1997 AutomaticCrossLanguageRetrieval

From GM-RKB
Jump to navigation Jump to search

Subject Headings: Latent Semantic Indexing Algorithm; Automatic Indexing; Information Retrieval; Latent Semantic Analysis

Notes

Cited By

Quotes

Abstract

We describe a method for fully automated cross-language document retrieval in which no query translation is required. Queries in one language can retrieve documents in other languages (as well as the original language) This is accomplished by a method that automatically constructs a multilingual semantic space using Latent Semantic Indexing (LSI). Strong test results for the cross-language LSI (CL-LSI) method are presented for a new French-English collection. We also provide evidence that this automatic method performs comparably to a retrieval method based on machine translation (MT-LSI) and explore several practical training methods. By all available measures, CL-LSI performs quite well and is widely applicable.

Author's Notes:

Appears in: AAAI-97 Spring Symposium Series: CrossLanguage Text and Speech Retrieval. March 24-26, 1997, Stanford University, pp. 18-24.

Introduction

Cross-language LSI (CL-LSI) is a fully automatic method for cross-language document retrieval in which no query translation is required. Queries in one language can retrieve documents in other languages (as well as the original language). This is accomplished by a method that automatically constructs a multi-lingual semantic space using Latent Semantic Indexing (LSI).
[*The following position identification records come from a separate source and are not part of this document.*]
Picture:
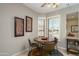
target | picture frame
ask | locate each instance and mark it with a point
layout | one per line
(74, 28)
(28, 24)
(19, 26)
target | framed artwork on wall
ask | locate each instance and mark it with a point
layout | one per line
(28, 24)
(19, 26)
(74, 28)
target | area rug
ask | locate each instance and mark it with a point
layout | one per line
(35, 52)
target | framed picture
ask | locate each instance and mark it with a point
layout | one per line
(74, 28)
(19, 26)
(28, 24)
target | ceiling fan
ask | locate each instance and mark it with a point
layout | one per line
(54, 5)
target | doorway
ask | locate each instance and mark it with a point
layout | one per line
(54, 27)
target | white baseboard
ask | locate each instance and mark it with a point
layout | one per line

For the CL-LSI method to be used, an initial sample of documents is translated by humans or, perhaps, by machine. From these translations, we produce a set of dual-language documents (i.e., documents consisting of parallel text from both languages) that are used to “train” the system. An LSI analysis of these training documents results in a dual-language semantic space in which terms from both languages are represented. Standard mono-lingual documents are then “folded in" to this space on the basis of their constituent terms. Queries in either language can retrieve documents in either language without the need to translate the query because all documents are represented as language-independent numerical vectors in the same LSI space.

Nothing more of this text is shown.